Solution set notation is a way of expressing the result of inequality solutions in a clear and concise manner. When we solve inequalities, we often find a range of values that satisfy the inequality rather than a single number. Solution set notation effectively communicates these ranges, making it easy for anyone to understand.

To write in solution set notation, we use curly braces with a variable inside, followed by a vertical bar that stands for "such that." For example, if we solve an inequality and find that the variable "x" is greater than 3, we write this solution as \( \{ x \mid x > 3 \} \). Here, \( \{ \} \) indicates the set, \( x \) is the variable, and \( > 3 \) describes the condition for the values that the variable can take.

Using solution set notation is especially helpful in mathematics because it is precise and universally understood. Whether you are dealing with inequalities or other mathematical problems, this notation offers clarity.

Algebraic expressions are a combination of numbers, variables, and operators such as addition, subtraction, multiplication, and division.

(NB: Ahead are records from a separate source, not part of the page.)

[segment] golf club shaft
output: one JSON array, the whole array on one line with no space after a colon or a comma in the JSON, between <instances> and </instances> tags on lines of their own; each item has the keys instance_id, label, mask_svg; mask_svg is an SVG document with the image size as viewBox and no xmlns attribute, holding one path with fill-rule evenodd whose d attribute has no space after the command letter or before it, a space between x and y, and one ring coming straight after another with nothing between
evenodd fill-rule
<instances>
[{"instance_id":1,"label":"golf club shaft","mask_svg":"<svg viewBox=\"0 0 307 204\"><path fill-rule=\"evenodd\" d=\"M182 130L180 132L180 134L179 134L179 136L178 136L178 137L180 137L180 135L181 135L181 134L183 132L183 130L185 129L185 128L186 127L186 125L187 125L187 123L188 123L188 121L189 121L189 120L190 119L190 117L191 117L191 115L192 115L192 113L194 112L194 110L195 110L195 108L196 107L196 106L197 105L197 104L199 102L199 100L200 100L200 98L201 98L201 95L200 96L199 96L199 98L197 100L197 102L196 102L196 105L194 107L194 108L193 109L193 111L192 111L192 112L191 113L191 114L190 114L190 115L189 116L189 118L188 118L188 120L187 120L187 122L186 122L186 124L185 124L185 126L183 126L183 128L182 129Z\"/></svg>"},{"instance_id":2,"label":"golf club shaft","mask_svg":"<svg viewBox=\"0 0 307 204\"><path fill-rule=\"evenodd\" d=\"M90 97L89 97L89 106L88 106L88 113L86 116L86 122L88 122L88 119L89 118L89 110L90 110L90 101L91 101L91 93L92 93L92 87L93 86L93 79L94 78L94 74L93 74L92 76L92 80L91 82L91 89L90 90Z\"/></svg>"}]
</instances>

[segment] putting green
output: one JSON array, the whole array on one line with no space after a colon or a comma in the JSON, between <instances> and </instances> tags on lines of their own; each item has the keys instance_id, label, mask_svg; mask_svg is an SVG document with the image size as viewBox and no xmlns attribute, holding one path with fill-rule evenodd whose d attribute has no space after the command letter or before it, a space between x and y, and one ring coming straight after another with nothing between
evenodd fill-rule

They form the building blocks of algebra and are used to represent real-world situations in mathematical terms.

In our exercise, we had the expression \( -2(x-4)-3x \). This is an example of an algebraic expression, which involves both numbers and variables. The key to solving equations and inequalities is to manipulate these expressions to find the values of the unknown variables.

There are several crucial operations that can be performed on algebraic expressions, such as:

• Expanding: Distributing multiplication over addition to remove parentheses, e.g., expanding \(-2(x-4)\) to \(-2x + 8\).
• Simplifying: Combining like terms to reduce the expression to its simplest form, such as combining \(-2x\) and \(-3x\) to get \(-5x\).

Understanding these operations makes it easier to solve more complex problems and develop a deeper understanding of algebra.

Solving linear inequalities is very similar to solving linear equations, with a few additional considerations. The goal is to isolate the variable on one side of the inequality, just like in an equation, but we have to consider the direction of the inequality sign.

A few key steps are usually involved:

• Expanding and Simplifying: As shown in the exercise, expand and simplify expressions on both sides. Combine like terms to make the inequality more manageable.
• Isolating the Variable: Use addition, subtraction, multiplication, or division to move terms around and get the variable alone on one side of the inequality, e.g., adding \(5x\) to both sides.
• Solving for the Variable: Once the variable is isolated, make sure to divide or multiply to solve for it, as shown when dividing by 3 to get \(x\) by itself.

An important thing to remember is when multiplying or dividing by a negative number, which is not the case in our specific example, the inequality sign must be reversed. Solving inequalities is a handy tool in many areas of mathematics and helps build the skills necessary for tackling more complex problems.